In spite of the global eradication efforts, malaria remains a major global public health problem with 219 million cases and 435 000 deaths in 2017 (1). Plasmodium falciparum malaria results in diverse clinical manifestations ranging from asymptomatic parasitaemia to severe malaria (2). Such a wide variation of clinical outcome is attributed to several factors including genetic factors of the host, virulence of parasite and environmental factors (2). Family studies reported that the host genetic factors (heritability) contributes ~25% of the variations observed in clinical severity of malaria in endemic populations (3). Thus, understanding the molecular basis of the natural immunity against severe malaria will speed up the development of an efficient malaria vaccine.

Driven by the wide availability of genome-wide single nucleotide polymorphism (SNP) arrays, the focus of genetic studies has been shifted from the traditional candidate gene and family-based linkage studies to GWASs. However, only a small fraction of narrow sense heritability is explained by the GWAS significant SNPs. This led to a problem commonly termed as ‘missing heritability’ (4). In effort to address this problem, several statistical methods that aim at quantifying SNP-heritability without identifying the causal variants were developed (5–7).

Packages such as the genome-wide complex trait analysis (GCTA) implement genetic relationship-matrix restricted maximum likelihood (GREML) method in which all SNPs of unrelated subjects are simultaneously analysed in a linear mixed model framework to estimate the proportion of phenotypic variations explained by genotypic variation (5). Apart from GREML approaches, Golan et al. (7) recently introduced a regression method called phenotype-correlation-genotype-correlation (PCGC) for estimation of heritability from case-control datasets. PCGC is a Haseman–Elston regression model in which a normalized phenotype is regressed on the genetic covariances of all unique pair of samples. The slope of the regression is used as an estimator of h2g. Application of these methods provided new insights in to the genetic architecture of complex diseases including autism, schizophrenia, Parkinson’s disease, type 2 diabetes, hypertension among others (8–13). Alternative contemporary statistical methods that enable estimation of h2g from publicly available GWAS-summary statistics without the need of individual genotype data are also widely available (14–16) and gained popularity due to their privacy advantages and computational costs.

Because only unrelated individuals are included, the h2g analysis offers a greater flexibility of study designs that enable us to conduct powered studies. The use of only unrelated individuals also minimizes the biases from shared environments, one of the greatest challenges in pedigree studies (5). Furthermore, h2g analytic methods allow partitioning of the cumulative heritability in to different functional categories and biological pathways and thus, provide more insights in to the underpinning biology (6, 17).

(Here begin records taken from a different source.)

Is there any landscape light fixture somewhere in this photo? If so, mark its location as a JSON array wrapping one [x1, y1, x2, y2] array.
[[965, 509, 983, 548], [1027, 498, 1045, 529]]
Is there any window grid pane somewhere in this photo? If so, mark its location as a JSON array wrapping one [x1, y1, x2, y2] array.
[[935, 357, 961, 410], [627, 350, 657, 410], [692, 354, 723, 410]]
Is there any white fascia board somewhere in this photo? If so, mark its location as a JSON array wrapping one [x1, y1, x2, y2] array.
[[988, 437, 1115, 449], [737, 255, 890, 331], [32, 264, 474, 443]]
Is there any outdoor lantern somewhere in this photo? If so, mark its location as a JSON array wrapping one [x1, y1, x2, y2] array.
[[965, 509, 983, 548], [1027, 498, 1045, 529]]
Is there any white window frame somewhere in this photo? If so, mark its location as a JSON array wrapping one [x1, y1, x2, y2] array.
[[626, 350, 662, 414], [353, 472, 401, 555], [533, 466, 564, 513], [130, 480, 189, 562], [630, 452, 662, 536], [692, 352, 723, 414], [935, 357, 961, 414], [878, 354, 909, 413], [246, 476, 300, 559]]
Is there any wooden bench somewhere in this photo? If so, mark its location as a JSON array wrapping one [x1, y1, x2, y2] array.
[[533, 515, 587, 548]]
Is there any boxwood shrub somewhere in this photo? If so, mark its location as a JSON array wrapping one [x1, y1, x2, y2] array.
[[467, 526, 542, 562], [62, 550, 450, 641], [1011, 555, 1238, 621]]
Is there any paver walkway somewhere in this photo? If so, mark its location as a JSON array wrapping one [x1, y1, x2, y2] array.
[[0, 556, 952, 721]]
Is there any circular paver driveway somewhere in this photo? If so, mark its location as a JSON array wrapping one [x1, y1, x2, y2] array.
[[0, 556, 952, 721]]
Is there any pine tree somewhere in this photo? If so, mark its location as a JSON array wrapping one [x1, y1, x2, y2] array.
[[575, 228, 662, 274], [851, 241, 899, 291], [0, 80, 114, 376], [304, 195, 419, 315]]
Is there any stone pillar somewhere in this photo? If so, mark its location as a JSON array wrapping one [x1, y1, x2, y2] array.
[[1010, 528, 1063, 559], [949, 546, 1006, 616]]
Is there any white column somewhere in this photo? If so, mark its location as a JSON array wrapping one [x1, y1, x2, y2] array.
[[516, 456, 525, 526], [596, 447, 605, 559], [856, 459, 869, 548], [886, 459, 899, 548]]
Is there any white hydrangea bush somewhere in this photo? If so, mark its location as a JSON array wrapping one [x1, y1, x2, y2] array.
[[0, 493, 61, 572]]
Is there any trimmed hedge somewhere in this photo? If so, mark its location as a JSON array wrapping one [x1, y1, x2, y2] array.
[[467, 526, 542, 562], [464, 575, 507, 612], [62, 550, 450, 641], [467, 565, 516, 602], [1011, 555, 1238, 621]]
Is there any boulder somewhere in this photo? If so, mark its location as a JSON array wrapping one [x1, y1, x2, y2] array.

Even though a number of severe malaria GWASs have recently been implemented in endemic areas in Africa and reported few novel association variants (18–21), little is known about the h2g and its distribution across the genome. Here we present results from a comprehensive h2g study of severe malaria resistance in three African populations including Gambia, Kenya and Malawi. We estimated h2g and partitioned in to chromosomes, different minor allele frequency (MAF) bins, functional categories and cell types. We found that the h2g is disproportionately concentrated on three chromosomes (chr 5, 11 and 20) and enriched in the coding region of genome. Overall, our results suggest that malaria resistance is mainly under polygenic control.

Results

SNP-heritability estimates from genotype datasets

We estimated h2g at different quality control (QC) levels to determine the appropriate threshold (see Materials and Methods). As expected, the estimates were inflated at less stringent QC thresholds (Supplementary Material, Fig. S1). However, applying stringent QC protocols including relatedness threshold (5%), SNP differential missingness proportion (P ≤ 1 × 10−3) and SNPs missing proportion (P > 0.02) yielded a more stable ranges of h2g values that were not affected by the inclusion of additional principal components (15, 20, 50) as covariates. At the stringent QC threshold, the h2g of severe malaria resistance was 0.21 (se = 0.05, P = 2.7 × 10−5), 0.20 (se = 0.05, P = 7.5 × 10−5) and 0.17 (se = 0.05, P = 7.2 × 10−4) in Gambian, Kenyan and Malawi populations, respectively (Table 1). These estimates were approximately similar in Kenya ethnic groups such as Chonye (0.20, se = 0.07, P = 5.1 × 10−3) and Giriama (0.19, se = 0.07, P = 7.3 × 10−3). However, the estimate was slightly inflated in Mandinka ethnic group of Gambia (0.24, se = 0.06, P = 5.1 × 10−5). We did not estimate h2g for other ethnic groups because of inadequate sample sizes. Furthermore, the PCGC model yielded broadly similar results including 0.20, (se = 0.06, P = 9.7 × 10−4), 0.16 (se = 0.06, P = 8 × 10−3) and 0.23 (se = 0.07, P = 1.3 × 10−3) in Gambia, Kenya and Malawi populations, respectively.

Table 1.

h2g of severe malaria resistance determined by GCTA and PCGC methods

Population SNPs (n) Samples (n) h2 g-GCTA (%) h2 g-PCGC (%)
Gambia 1 513 822 4128 0.20(se = 0.05) 0.20(se = 0.05)
Kenya 1 579 227 2062 0.20(se = 0.05) 0.16 (se = 0.05)
Malawi 1 502 462 2418 0.17(se = 0.05) 0.23(se = 0.06)
Mandinka 1 513 822 1281 0.24 (se = 0.06) ne*
Chonye 1 579 227 637 0.20(se = 0.06) ne*
Giriama 1 579 227 1173 0.19 (se = 0.06) ne*

ne*: Model did not fit because of small sample size and there was no reliable estimation

SNP: single nucleotide polymorphisms, h2g-GCTA: h2g estimated using GCTA method, h2g PCGC: h2g estimated using PCGC method

Proportion of SNP-heritability attributable to GWAS loci

To quantify the effects of the known variants, we estimated the h2g without removing the severe malaria GWAS loci from the datasets (see Materials and Methods). This resulted in slight increment of the h2g estimate in Gambian [0.27 (se = 0.05, P = 1 × 10−5)] and Kenyan [0.26 (se = 0.05, P < 1 × 10−5)] populations. Repeating the GREML analysis by including rs334 as an additional covariate decreased the estimate to [0.24 (se = 0.05, P < 1 × 10−5)] and [0.23 (se = 5%, P < 1 × 10−5)] in Gambian and Kenyan populations, respectively. This suggests that the h2g attributable to the GWAS significant loci and HbS locus is approximately 0.07 and 0.03, respectively.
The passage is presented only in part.